NavList:
A Community Devoted to the Preservation and Practice of Celestial Navigation and Other Methods of Traditional Wayfinding
From: Todd Spath
Date: 2023 Jul 1, 05:48 -0700
This time I managed to get to the shoreline with my sextant late in the day, when the sun is out over the water (Az ~ 290 deg). I took a series of 18 sights over 20 minutes with the lower limb of the Sun descending from 14d23.8m to 10d16.4m .
I reduced the sights using Henning Umland’s Sight Reduction for the Sun, V1.39 retaining the default temperature and pressure.

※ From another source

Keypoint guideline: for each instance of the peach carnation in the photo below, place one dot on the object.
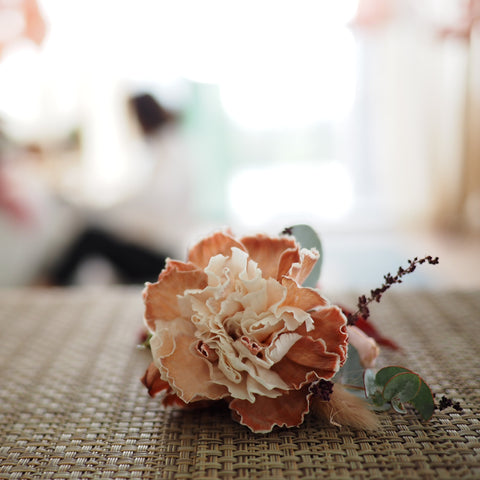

https://www.celnav.de/sunsight.htm
The mean of the intercepts was -1 nm and the standard deviation was 2.88 . This suggests that the smoke had little effect on refraction. More practically, the haze made very little contrast between the water and sky and I think this adds to the variability. It was a challenge to bring the sun to the nearly invisible horizon and not be biased by the reflection of the sun off the water. It was a comparison of slightly bluish-grey vs slightly brownish-grey, but mostly just grey! Visibility was less than 2 miles at times (couldn’t see the buoy off shore), so dip-short may also have been a factor. The sun’s attenuation was so great that the crossed-polarizer index shade was set full open!